Advocacy, with Heart

photo[1]I’d never say that being a parent advocate is easy, but there’s one sense in which it can be relatively uncomplicated. Acting on behalf of your own child involves a certain amount of focus, and to a certain extent, that focus simplifies the process. All that is truly required from me now is to be Schuyler’s strongest advocate, and to make it clear to all involved that in that regard, I’m not going to waver from trying to implement the best possible scenario. I don’t need to balance Schuyler’s needs against budgetary concerns or limited resources or untrained staff, except as part of the process of compromise. I need to be aware of these problems, and I need to be sensitive to how they affect Schuyler’s care, but I don’t need to solve them. And that’s no small thing.

As I begin to transition into the world of professional advocacy, there’s an important shift away from the purely personal for me to undergo, and I suspect it’s not going to be a simple change.

As a parent advocate, my work is very personal, and the stakes are immeasurably high. It doesn’t mean I need to be an ass about it, but rather that my incentive for success is all-encompassing. The challenge for professionals, and for myself should I make that transition, is to bring that passion to the work, but to do so without personal prejudice and opinion, and most of all to listen. I could be a better listener anyway, but for professionals, listening is the beginning of dialogue.

Sometimes I wonder how they walk that line, the people who dedicate their lives to professional support of special needs children like Schuyler. Doctors, therapists, teachers and advocates are out there, working for our kids, and many, perhaps most, come to this work from a place of personal experience. With family, as parents, or especially as adults with disabilities, a great many professionals come to the table with some very personal feelings and experiences.

There’s a balance to be struck, I imagine. We don’t want hysterical, emotional professionals (as entertaining as that might sound), nor do we want dispassion. Experience matters, not so much as a driver of curriculum and the approaches taken with individual kids, because the idea that every kid is a unique snowflake takes on a very different and important meaning when it comes to teaching and treating individuals with disabilities. But personal experience makes us better listeners. It makes us more flexible, and it enables us to think on our feet and, perhaps more importantly, to use our intuition to guide us.

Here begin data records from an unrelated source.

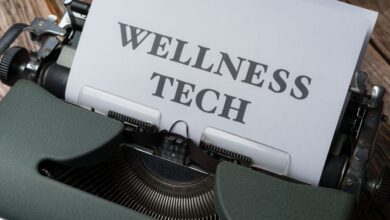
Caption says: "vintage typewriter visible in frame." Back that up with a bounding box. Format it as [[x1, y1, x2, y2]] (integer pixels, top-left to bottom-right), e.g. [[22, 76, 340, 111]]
[[0, 0, 390, 219]]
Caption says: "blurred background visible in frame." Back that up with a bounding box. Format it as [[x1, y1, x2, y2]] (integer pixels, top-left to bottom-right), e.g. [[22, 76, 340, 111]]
[[0, 0, 390, 220]]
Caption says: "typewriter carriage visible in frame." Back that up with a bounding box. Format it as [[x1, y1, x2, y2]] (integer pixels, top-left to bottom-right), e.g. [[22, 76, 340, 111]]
[[0, 0, 390, 217]]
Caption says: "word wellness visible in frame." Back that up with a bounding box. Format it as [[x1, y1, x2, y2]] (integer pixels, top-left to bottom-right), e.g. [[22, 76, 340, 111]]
[[119, 22, 312, 124]]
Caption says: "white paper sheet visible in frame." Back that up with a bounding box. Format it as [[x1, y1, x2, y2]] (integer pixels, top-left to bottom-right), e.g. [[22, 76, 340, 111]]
[[66, 0, 372, 185]]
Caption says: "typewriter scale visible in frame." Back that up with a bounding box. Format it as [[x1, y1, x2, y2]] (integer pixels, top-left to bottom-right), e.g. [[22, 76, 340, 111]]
[[0, 1, 390, 219]]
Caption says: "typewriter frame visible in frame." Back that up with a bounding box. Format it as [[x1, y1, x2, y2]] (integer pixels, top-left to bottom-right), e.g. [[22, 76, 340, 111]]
[[0, 0, 386, 213]]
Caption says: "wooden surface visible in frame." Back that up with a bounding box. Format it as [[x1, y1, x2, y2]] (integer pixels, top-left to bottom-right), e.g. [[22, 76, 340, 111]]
[[0, 0, 390, 219]]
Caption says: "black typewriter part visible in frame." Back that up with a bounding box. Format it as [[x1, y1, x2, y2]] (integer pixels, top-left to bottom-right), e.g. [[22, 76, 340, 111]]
[[0, 0, 390, 219], [39, 145, 218, 220], [107, 111, 157, 133], [199, 142, 252, 167]]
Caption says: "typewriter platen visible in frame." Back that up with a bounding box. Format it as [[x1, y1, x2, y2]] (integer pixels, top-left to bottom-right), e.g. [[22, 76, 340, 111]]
[[0, 1, 390, 219]]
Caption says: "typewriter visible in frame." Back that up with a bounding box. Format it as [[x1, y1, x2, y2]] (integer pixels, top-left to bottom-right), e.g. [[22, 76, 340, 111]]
[[0, 0, 390, 219]]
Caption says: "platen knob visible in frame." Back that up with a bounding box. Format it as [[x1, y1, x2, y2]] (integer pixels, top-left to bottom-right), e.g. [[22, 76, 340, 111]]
[[0, 47, 30, 86], [371, 167, 390, 208]]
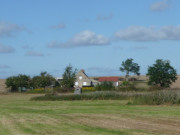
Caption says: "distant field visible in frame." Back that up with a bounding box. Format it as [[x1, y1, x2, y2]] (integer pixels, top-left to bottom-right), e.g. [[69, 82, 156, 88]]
[[0, 94, 180, 135]]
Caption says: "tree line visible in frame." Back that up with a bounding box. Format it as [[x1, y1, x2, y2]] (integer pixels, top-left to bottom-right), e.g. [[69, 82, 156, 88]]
[[6, 58, 177, 91]]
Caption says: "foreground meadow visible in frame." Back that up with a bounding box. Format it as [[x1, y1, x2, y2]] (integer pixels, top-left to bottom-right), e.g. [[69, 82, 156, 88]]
[[0, 94, 180, 135]]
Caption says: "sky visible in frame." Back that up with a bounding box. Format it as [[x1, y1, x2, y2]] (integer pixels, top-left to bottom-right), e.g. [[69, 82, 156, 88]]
[[0, 0, 180, 78]]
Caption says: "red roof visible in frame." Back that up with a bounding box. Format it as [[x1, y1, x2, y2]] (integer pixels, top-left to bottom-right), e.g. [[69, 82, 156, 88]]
[[98, 77, 119, 82]]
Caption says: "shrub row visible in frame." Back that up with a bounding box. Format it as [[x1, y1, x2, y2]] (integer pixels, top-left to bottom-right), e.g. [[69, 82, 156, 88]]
[[132, 90, 180, 105], [31, 91, 128, 101], [31, 91, 180, 105]]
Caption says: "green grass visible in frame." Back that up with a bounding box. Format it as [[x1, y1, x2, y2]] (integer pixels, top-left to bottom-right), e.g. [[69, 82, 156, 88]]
[[0, 94, 180, 135]]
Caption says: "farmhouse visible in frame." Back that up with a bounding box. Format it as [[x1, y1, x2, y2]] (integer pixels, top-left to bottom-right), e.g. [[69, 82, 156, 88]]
[[99, 77, 120, 86], [75, 69, 120, 88], [75, 69, 98, 88]]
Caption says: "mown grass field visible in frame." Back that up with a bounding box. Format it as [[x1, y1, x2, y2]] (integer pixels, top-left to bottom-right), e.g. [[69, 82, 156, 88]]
[[0, 94, 180, 135]]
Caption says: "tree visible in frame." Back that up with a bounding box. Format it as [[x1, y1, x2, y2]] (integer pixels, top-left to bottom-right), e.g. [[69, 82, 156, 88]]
[[120, 59, 140, 81], [147, 59, 177, 88], [6, 74, 31, 91], [32, 72, 55, 88], [61, 65, 77, 88]]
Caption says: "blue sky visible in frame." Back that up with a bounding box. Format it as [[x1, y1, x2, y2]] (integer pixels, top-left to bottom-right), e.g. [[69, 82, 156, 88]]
[[0, 0, 180, 78]]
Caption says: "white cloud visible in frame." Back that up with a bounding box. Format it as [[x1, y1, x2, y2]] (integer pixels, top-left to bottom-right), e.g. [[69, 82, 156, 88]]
[[26, 51, 44, 56], [115, 25, 180, 41], [48, 30, 109, 48], [97, 13, 113, 21], [0, 65, 10, 69], [22, 45, 33, 50], [51, 23, 66, 30], [0, 22, 25, 37], [0, 43, 15, 53], [150, 0, 170, 11]]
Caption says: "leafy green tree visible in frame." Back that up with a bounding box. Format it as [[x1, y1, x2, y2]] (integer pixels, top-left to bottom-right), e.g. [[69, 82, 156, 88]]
[[32, 72, 55, 88], [95, 81, 115, 91], [61, 65, 77, 88], [120, 59, 140, 81], [147, 59, 177, 88], [6, 74, 31, 91]]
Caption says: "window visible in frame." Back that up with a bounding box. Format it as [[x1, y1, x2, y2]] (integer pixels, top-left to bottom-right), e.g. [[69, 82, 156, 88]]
[[75, 82, 79, 86], [83, 82, 87, 86]]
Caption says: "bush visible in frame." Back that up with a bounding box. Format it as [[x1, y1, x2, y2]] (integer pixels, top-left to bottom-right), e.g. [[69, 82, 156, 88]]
[[26, 88, 52, 94], [82, 87, 95, 92], [31, 91, 128, 101], [117, 81, 137, 91], [95, 82, 115, 91], [133, 91, 180, 105], [53, 86, 74, 93]]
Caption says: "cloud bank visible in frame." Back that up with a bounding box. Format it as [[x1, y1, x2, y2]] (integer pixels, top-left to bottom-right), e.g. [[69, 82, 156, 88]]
[[0, 65, 10, 69], [51, 23, 66, 30], [150, 0, 171, 11], [97, 13, 113, 21], [0, 22, 25, 37], [115, 25, 180, 41], [0, 43, 15, 53], [26, 51, 44, 56], [48, 30, 110, 48]]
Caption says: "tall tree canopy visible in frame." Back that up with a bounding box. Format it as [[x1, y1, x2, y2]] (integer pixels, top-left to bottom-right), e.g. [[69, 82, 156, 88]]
[[61, 65, 77, 88], [147, 59, 177, 88], [6, 74, 31, 91], [120, 59, 140, 81], [32, 72, 55, 88]]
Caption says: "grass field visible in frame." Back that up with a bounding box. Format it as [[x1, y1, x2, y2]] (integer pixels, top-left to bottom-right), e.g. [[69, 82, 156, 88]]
[[0, 94, 180, 135]]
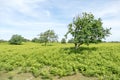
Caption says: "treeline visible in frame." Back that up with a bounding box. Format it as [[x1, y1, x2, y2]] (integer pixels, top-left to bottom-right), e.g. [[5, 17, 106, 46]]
[[0, 30, 74, 45], [0, 12, 111, 49]]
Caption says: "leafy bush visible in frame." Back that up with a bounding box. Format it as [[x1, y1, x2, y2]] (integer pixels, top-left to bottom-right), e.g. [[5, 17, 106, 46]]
[[9, 34, 24, 45]]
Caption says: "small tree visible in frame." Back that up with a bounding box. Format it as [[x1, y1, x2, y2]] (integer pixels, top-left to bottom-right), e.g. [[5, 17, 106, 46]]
[[61, 38, 66, 44], [65, 13, 111, 49], [9, 34, 24, 45], [68, 38, 74, 43], [39, 30, 58, 46], [32, 38, 40, 43]]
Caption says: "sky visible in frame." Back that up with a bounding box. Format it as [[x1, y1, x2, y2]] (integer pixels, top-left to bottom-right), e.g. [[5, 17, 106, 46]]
[[0, 0, 120, 41]]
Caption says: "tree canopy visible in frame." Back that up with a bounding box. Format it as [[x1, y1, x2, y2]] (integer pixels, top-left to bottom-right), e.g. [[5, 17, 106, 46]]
[[39, 30, 58, 45], [65, 12, 111, 49], [9, 34, 24, 45]]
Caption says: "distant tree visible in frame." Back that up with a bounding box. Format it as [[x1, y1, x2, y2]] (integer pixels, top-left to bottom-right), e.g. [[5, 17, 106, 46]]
[[22, 38, 30, 42], [65, 13, 111, 49], [9, 34, 24, 45], [61, 38, 66, 44], [0, 39, 7, 43], [39, 30, 58, 46], [68, 38, 74, 43], [32, 38, 40, 43]]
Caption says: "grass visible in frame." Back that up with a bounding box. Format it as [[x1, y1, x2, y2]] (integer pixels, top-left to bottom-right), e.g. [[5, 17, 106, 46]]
[[0, 43, 120, 80]]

The finest professionals I’ve worked with have been very emotional and opinionated indeed, usually as a result of experience originating in love. What’s important is not the presence or absence of emotion or opinion, but how it’s channeled. That personal connection and emotional investment isn’t a fire that consumes, but rather an energy that directs and inspires. It’s a balance for which I’ll need to strive

To those who count themselves as believers, there is a sense that those who work to make the world better and more fair for people with disabilities are doing God’s work. If that’s true, it’s probably also worth remembering the old saying, the one that tells us that God is in the detail.